I am super bummed out about Kate's!
Buffy ,'Help'
Literary Buffistas 3: Don't Parse the Blurb, Dear.
There's more to life than watching Buffy the Vampire Slayer! No. Really, there is! Honestly! Here's a place for Buffistas to come and discuss what it is they're reading, their favorite authors and poets. "Geez. Crack a book sometime."
The Twilight book summarized in four comic strips: [link]
I am super bummed out about Kate's!
I know, but it sounds like it was a choice, not a necessity, on her part. Here's the article that was in the Globe this morning: [link]
The good news is, it may resurface one way or another. However, the store itself will be missed.
The Twilight book summarized in four comic strips: [link]
That is awesome. I think I like the werewolf the best.
I know, but it sounds like it was a choice, not a necessity, on her part.
I had heard a while ago that she was looking for a partner she could turn the business over to, so I guess she hasn't found that person (yet)...
Anybody familiar with the work of the British children's writer Helen Creswell?
I found this appreciation of her mid-seventies novel The Winter of the Birds and tracked it down. It's very, very good.
Then I found this obit after she died in 2005.
Also, did we all know there's a children's literature museum in Newcastle On Tyne?
Oh yes, she's well known here. I loved 'Moondial' as a child - I think it was adapted for children's TV.
I loved her Bagthorpe books. I think the first in the series is Absolute Zero (which is the name of the family dog).
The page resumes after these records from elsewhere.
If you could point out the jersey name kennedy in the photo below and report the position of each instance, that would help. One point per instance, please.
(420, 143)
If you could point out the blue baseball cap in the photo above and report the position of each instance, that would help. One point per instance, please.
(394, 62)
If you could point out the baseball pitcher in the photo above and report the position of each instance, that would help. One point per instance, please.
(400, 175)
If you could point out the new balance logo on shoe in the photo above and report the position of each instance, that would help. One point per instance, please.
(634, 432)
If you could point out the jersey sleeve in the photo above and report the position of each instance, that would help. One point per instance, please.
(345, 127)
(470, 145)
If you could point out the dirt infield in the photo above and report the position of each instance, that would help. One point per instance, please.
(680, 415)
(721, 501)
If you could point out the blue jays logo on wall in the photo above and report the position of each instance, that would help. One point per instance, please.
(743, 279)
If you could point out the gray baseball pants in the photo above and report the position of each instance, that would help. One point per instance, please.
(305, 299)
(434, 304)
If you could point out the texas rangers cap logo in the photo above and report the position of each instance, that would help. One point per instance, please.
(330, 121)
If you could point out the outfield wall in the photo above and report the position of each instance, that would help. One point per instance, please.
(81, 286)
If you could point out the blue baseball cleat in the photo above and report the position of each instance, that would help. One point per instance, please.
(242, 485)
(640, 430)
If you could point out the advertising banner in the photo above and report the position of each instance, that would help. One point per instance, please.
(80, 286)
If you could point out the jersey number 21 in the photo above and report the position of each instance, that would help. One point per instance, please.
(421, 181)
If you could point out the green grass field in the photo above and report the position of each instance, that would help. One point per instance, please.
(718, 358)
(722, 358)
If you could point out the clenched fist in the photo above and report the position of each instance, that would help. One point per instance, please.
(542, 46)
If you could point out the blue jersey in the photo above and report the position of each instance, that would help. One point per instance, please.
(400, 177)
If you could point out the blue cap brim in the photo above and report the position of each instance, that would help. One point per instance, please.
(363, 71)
I think Emmett might like them, actually. The are sort of intellectual-wacky and not action-wacky, but good and wacky.
Oh yes, she's well known here. I loved 'Moondial' as a child - I think it was adapted for children's TV.
She wrote a great deal for television, particularly in the eighties.
Would that American fantasy writers had such patronage.
Any good recs for a collection of traditional fairy tales, and/or King Arthur stories? For a 4yo listener?
We've got lots of "actual" King Arthur (Malory, etc), and original Grimm, but no simple short versions of the basics.